Contextual Intelligence: A conversation with Prof. Tarun Khanna, Harvard Business School

I recently had an interesting online conversation with Prof. Tarun Khanna, Jorge Paulo Lemann Professor at Harvard Business School and director of Harvard University's South Asia Institute. This was with reference to his September 2014 Harvard Business Review article : Contextual Intelligence

The author has opined about how intelligence - including market and business related can be contextual (he spoke about it being influenced by the country of operation) and how new technologies developed elsewhere (beyond the "context") are slow to diffuse. I had a slightly differing view and we had a great dialogue.
    • Avatar
      Interesting article. I found the title "Contextual Intelligence" to be somewhat of an oxymoron. Isn't all intelligence contextual? If not, then it is not intelligence but stupidity.
      The author has limited the context to countries in a global context but in real life the concept is infinitely extensible even from a business/marketing perspective - regions within countries, cities within regions, localities within cities and so on. One size/shape does not fit all. Most successful corporations/businesses have allowed variations in their "uniform" strategies to support/leverage these contextual nuances.
      I am surprised by the assertion : "Robust research shows that countries take decades, on average, to adopt new technologies invented elsewhere." I would think the underlying research even if robust is likely to be outdated. Cellphones are just the tip of the iceberg as far as disruptive technologies which have exhibited explosive growth and acceptance much beyond the shores where they were invented. That seems to be the norm rather than the exception for most modern technologies. I was surprised to see a newspaper image from India showing a cop readying a drone to go airborne to monitor a riot when similar use of that technology is still being debated in the US. I also hear about drones being used to photograph weddings and cultural events in India. Just an example of how the absence of rules or legislation in some cases helps the proliferation of a new technology rather than hinder it.

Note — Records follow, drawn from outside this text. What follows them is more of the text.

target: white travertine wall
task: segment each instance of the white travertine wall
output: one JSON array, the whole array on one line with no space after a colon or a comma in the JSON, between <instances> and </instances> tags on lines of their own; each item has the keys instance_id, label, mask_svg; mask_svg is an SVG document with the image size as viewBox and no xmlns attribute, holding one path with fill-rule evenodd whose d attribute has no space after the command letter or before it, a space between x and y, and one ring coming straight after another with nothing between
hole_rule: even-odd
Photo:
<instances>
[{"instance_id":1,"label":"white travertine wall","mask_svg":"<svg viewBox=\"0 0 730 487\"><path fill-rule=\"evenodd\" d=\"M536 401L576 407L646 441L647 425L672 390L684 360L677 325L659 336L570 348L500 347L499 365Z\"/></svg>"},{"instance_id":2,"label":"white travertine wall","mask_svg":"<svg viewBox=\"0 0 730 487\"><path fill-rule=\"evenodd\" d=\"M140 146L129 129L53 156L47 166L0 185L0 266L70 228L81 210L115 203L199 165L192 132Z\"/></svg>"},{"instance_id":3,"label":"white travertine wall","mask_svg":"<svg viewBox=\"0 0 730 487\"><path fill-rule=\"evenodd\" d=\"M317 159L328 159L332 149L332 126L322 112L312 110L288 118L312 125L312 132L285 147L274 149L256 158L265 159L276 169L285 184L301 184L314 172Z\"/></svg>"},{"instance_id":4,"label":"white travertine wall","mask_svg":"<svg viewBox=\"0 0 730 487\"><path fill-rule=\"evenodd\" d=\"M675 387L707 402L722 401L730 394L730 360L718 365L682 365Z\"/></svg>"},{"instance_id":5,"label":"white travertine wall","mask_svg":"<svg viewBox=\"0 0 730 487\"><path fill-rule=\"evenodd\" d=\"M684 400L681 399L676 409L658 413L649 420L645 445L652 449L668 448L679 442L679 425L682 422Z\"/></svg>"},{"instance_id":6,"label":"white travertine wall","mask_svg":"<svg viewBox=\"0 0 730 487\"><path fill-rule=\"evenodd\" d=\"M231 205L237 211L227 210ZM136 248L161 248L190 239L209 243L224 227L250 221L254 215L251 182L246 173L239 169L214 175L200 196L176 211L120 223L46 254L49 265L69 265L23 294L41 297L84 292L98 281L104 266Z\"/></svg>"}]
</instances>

      I would like the author to revisit some of his assertions in light of emerging trends from within the last decade (given the fast pace of change even a decade could be too long a horizon) rather than basing it on research from an earlier time-frame.
        • Avatar
          hi Deepak
          thanks for this. on the first point, i couldn't agree more; country is merely a (n imperfect) proxy for context. finer-grained geographic subdivisions, social communities, differing industry contexts, might all be relevant proxies for context in the sense of this article.
          On the speed of diffusion, the assertion is a large sample, statistical one, spanning multiple decades and multiple countries and multiple technologies (for example, as analyzed rigorously by the econometrician Diego Comin at Dartmouth in recent years). No one disputes that cellphones diffuse fast, as do other easy-to-spot technologies, but there are numerous others (again, over past decades) whose diffusion has been super-slow.
          ultimately though its an empirical point. you might be proven right that diffusion has sped up (when someone analyzes it rigorously) and will continue to do so. never say never, i say to myself! :)
            • Avatar
              Thanks Tarun! Appreciate the feedback.
              Contextual Intelligence reminds me of the premise of the ancient Indian Jain doctrine of “Anekāntavāda” – doctrine of non-absolutism or non-one sidedness or non-exclusivity . A classical elaboration of the doctrine has been the parable of the Six Blind Men and the Elephant where each man depending on where they touched the elephant described it as a spear (tusk), snake (trunk), wall (side), fan (ear), rope (tail) and tree (leg), with none of them able to visualize the animal itself.
              Similarly depending on the context ("country") the same elephant ("cement industry") may have many different manifestations - highly efficient/inefficient , consolidated/ fragmented etc. Maybe a stretch of the logic but that's what I was reminded of.